7. Partition function and entropy. A system has partition function \(Z(\beta) = 1 + 2\mathrm{e}^{-\beta}\). Compute the free energy \(F(\beta)\), average energy \(\langle E \rangle(\beta)\), and entropy \(S(\beta)\). At what temperature do \(\langle E \rangle\) and \(S\) reach half their maximum values?
8. Oscillator partition function. For a harmonic oscillator with Hamiltonian \(\hat{H} = \hbar \omega (\hat{a}^\dagger \hat{a} + 1/2)\) (ground state energy \(\hbar\omega/2\)), compute the partition function \(Z(\beta)\) and show that the average occupation number is \(\langle n \rangle = 1/(\mathrm{e}^{\beta\hbar\omega} - 1)\) (Bose-Einstein distribution).
9. Two-level entropy. A two-state system has \(E_{1} = 0\) and \(E_{2} = \Delta\), both non-degenerate.

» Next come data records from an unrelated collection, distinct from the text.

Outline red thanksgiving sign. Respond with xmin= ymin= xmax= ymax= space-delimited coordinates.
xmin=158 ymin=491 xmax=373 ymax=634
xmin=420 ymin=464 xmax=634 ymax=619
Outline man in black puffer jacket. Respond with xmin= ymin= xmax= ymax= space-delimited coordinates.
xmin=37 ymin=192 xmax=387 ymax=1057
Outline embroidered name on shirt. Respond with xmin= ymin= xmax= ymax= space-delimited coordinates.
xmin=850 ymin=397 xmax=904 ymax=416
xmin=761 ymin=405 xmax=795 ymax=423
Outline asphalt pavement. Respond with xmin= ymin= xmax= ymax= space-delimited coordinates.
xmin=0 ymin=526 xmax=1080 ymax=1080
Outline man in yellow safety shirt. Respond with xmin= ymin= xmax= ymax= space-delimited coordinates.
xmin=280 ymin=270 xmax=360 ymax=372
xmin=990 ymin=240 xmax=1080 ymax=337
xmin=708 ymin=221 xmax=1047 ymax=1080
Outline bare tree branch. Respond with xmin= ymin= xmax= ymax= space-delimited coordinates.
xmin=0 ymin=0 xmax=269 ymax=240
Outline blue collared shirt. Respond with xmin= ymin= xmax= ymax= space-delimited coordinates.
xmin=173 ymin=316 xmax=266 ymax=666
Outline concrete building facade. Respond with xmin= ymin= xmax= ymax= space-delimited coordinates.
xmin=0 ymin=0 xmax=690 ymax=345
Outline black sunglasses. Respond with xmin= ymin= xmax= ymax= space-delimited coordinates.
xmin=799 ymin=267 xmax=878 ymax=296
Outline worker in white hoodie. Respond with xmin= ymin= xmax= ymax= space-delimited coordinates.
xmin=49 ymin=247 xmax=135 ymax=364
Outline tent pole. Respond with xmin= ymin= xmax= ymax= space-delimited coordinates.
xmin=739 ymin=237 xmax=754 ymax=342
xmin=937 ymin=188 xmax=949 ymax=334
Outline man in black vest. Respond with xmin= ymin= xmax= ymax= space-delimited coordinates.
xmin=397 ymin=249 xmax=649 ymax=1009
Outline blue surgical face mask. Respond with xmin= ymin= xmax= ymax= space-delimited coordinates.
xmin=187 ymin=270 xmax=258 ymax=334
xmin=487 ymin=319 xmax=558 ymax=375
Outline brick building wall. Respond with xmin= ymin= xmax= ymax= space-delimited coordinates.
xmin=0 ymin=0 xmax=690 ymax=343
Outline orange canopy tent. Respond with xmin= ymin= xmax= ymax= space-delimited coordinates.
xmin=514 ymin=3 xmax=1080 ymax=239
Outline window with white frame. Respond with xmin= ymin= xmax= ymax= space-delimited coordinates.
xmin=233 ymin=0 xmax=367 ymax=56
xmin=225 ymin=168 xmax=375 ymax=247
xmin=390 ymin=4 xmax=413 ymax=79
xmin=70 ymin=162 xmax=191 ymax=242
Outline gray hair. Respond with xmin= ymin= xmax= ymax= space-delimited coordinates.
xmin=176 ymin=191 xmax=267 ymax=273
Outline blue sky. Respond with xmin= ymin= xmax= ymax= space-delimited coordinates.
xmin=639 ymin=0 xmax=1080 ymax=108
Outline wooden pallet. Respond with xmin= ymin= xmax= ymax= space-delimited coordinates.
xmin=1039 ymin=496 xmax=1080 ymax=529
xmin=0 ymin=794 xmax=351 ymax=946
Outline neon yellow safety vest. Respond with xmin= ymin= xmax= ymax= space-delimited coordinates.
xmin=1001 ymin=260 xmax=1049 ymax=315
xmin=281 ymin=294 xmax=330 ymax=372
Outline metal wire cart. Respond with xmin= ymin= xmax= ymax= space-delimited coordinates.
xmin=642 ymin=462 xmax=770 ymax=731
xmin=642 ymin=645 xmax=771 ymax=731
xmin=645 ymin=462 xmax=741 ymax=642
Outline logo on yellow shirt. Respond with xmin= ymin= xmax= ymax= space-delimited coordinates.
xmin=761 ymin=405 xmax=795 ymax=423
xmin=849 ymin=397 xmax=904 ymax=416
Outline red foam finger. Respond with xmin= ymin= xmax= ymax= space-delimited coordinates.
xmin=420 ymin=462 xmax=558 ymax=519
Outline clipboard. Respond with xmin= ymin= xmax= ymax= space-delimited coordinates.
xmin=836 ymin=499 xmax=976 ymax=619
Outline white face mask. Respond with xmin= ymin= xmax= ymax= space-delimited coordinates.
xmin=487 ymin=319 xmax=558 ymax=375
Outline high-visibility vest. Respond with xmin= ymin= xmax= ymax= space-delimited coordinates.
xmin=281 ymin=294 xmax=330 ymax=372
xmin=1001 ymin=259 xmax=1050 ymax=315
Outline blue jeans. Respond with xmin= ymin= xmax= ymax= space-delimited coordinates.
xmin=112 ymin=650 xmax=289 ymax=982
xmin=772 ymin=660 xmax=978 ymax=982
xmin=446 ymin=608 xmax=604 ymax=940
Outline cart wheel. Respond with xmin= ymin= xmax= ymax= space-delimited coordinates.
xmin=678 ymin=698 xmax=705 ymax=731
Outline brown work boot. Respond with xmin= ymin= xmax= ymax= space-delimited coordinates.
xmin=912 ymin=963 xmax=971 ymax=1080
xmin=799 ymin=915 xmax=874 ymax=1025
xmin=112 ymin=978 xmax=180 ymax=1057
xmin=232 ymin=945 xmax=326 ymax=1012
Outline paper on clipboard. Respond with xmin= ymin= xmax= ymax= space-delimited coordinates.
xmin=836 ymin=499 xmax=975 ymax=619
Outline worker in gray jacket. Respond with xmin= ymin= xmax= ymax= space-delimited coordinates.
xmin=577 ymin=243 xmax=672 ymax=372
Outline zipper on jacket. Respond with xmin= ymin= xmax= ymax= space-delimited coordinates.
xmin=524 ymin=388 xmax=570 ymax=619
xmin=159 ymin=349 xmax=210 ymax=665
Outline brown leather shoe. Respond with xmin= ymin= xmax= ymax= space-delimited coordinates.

(a) Compute the canonical-ensemble entropy \(S(\beta) = -p_{1}\ln p_{1} - p_{2}\ln p_{2}\) as a function of \(\beta\Delta\) using \(p_{1,2} = \mathrm{e}^{-\beta E_{1,2}}/Z\).
(b) Show that \(S(\beta)\) is monotonically decreasing on \(\beta\in[0,\infty)\): at \(\beta = 0\) both populations are equal and \(S = \ln 2\) (maximally mixed), while as \(\beta\to\infty\) the system collapses into the ground state and \(S\to 0\).
(c) The maximum entropy \(\ln 2\) therefore occurs at \(\beta = 0\) (infinite temperature), not at any interior \(\beta > 0\). Explain physically why the only way to make a finite-level thermal system more mixed is to flatten the Boltzmann weights — i.e., raise \(T\).